But the program for students remained one of his priorities.

In an open letter to supporters in August, he wrote: "I hope and believe we can and should preserve CGI University (CGI U), our meeting that brings university students together to develop innovative solutions to important challenges in the U.S. and around the world."

Since then, CGI's staff has shrunk considerably, with many employees taking other jobs or being reassigned to other Clinton Foundation positions.

The downsizing is continuing as the initiative wraps up some of its signature programs.

Earlier this month, the Clinton Foundation informed the New York Department of Labor that it would be laying off 22 employees effective April 15.

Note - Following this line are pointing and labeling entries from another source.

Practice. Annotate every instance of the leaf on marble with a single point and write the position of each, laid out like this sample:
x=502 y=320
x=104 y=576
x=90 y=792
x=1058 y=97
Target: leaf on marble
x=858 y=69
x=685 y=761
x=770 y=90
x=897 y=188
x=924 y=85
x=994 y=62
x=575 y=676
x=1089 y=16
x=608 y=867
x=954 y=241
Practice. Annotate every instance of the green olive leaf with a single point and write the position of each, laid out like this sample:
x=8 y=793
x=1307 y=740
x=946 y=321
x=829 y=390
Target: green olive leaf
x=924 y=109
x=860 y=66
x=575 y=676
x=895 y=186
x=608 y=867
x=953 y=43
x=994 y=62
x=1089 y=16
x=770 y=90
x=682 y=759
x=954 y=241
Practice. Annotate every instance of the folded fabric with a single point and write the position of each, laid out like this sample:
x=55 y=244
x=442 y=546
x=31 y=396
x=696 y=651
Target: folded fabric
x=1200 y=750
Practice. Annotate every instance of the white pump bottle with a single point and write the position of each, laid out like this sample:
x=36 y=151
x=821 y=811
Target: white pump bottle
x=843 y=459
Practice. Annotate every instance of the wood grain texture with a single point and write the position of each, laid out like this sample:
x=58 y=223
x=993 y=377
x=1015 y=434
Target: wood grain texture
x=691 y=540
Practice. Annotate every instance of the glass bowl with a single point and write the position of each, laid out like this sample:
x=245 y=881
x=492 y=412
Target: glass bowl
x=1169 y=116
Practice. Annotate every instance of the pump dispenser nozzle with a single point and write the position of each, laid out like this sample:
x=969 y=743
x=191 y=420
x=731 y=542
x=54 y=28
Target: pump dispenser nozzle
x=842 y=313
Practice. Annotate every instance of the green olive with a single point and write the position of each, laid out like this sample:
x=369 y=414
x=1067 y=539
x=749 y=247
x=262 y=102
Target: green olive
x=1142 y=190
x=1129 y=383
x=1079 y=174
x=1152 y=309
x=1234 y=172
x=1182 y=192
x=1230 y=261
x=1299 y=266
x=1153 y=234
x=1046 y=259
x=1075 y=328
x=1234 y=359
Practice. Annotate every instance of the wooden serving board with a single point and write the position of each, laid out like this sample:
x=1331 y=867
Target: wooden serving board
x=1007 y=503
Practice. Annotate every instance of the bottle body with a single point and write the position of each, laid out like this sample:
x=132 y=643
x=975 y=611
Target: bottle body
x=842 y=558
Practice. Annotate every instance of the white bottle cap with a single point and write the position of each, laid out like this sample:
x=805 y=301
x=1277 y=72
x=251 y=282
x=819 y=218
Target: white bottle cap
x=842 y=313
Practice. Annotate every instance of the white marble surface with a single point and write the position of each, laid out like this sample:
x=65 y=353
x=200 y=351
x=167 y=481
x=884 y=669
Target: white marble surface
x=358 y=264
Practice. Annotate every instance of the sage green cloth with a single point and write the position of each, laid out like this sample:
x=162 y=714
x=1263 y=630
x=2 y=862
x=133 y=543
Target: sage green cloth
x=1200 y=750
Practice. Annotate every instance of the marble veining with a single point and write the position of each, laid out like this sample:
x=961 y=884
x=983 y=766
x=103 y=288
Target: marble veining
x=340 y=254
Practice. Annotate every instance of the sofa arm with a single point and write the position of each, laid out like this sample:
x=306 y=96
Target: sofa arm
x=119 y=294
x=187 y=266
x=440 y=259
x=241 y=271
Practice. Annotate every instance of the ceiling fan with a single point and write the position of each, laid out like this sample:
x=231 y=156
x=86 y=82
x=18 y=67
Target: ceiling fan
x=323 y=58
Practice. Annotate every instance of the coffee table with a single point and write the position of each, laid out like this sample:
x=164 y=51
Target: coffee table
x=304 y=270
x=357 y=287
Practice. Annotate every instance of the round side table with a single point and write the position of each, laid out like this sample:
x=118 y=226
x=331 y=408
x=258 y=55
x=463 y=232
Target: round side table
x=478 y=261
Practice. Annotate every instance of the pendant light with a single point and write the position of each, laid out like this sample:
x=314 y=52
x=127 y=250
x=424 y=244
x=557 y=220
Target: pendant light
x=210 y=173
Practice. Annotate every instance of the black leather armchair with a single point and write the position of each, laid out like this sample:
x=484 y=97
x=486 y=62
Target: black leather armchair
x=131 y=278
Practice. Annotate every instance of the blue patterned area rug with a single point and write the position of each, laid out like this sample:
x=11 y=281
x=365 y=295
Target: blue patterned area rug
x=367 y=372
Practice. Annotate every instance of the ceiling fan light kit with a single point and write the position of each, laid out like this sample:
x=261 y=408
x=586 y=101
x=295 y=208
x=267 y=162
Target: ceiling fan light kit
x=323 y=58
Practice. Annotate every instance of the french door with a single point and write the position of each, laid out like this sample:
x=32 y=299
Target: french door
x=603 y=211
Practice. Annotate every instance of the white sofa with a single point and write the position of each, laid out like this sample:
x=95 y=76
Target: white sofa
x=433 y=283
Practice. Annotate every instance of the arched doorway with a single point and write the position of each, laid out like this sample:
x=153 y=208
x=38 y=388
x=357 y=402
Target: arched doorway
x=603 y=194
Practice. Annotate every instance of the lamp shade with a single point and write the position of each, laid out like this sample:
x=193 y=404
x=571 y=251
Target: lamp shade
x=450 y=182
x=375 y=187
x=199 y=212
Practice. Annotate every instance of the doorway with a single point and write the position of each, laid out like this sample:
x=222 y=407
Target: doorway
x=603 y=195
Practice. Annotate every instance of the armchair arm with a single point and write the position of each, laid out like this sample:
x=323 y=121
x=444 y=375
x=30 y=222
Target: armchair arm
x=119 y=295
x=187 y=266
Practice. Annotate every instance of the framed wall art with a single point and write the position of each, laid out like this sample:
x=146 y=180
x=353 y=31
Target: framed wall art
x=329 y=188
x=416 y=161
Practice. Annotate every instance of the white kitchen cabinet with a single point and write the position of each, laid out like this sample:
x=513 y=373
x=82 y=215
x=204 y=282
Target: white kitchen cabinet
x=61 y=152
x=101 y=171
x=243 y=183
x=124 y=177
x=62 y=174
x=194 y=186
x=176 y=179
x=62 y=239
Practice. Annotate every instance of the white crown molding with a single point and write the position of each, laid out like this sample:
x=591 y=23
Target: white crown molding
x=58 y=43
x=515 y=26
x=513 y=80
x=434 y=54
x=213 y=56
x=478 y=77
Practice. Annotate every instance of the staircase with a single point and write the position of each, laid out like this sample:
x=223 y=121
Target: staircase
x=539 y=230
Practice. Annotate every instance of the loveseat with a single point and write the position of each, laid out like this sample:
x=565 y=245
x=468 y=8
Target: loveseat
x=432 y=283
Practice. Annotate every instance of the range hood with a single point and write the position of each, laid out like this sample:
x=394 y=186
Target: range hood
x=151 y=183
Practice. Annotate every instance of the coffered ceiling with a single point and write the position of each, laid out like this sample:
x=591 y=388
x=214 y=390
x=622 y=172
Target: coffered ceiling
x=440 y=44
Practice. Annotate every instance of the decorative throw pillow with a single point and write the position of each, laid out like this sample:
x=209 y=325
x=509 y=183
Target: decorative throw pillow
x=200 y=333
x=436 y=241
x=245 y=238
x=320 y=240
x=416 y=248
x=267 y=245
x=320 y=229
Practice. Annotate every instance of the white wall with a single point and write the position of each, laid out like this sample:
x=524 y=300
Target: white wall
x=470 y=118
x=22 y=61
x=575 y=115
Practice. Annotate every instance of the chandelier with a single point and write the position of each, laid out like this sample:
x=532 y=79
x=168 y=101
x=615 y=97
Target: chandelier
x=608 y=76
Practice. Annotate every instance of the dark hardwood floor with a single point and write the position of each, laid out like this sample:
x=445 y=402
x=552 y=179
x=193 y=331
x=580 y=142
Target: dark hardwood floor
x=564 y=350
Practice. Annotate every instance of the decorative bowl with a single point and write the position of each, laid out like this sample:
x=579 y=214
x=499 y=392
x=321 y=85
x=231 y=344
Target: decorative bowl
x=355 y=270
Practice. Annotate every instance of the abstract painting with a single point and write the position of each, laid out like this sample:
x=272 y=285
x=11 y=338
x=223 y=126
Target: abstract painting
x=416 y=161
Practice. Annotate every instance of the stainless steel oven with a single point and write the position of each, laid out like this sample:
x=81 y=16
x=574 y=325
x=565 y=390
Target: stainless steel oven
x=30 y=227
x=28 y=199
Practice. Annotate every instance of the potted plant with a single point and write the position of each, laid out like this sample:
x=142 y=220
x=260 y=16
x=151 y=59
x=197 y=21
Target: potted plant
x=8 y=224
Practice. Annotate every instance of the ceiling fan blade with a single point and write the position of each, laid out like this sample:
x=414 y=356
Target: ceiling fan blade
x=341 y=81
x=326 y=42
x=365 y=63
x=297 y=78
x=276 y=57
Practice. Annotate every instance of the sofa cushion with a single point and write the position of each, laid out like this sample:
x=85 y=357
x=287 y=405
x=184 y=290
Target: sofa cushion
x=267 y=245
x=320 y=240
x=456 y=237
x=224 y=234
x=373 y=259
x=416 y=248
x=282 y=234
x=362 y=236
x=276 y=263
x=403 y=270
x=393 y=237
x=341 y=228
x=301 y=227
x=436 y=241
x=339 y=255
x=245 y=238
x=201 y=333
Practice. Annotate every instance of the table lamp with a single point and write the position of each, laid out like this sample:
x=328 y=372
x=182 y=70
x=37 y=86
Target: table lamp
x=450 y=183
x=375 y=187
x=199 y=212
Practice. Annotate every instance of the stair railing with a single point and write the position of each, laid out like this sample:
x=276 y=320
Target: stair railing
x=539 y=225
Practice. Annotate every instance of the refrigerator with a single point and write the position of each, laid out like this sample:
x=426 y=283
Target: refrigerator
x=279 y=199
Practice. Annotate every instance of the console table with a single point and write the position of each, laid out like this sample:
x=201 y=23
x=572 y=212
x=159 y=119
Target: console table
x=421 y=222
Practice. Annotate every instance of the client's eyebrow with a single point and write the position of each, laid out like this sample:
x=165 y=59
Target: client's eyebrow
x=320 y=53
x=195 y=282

Although the department's website refers to the "discontinuation of the Clinton Global Initiative," it's only a portion of the programs that is being discontinued, foundation officials say.

Reports that CGI University will continue are good news, Arkansans with ties to the organization say.

"I'm ecstatic. ... To me that's great news," said Brandon Mathews, 25, a University of Arkansas graduate and Little Rock resident who attended the event in 2013.

"I found it to be incredible. I was blown away by the magnitude of it," the Arkansas Foodbank major gifts officer said.

John Kester, who earned a doctorate in Arkansas in 2015, said CGI University gives students the opportunity to meet astronauts and Nobel Prize recipients as well as world-renowned comedians, including Stephen Colbert, Jimmy Kimmel and Conan O'Brien.

Clinton; his wife, Hillary Clinton, the former secretary of state and presidential candidate; and former first daughter Chelsea Clinton are active participants each year, Kester said.

The 29-year-old Fayetteville resident attended the event five times and gives it high marks.

"I always left inspired and empowered," he said.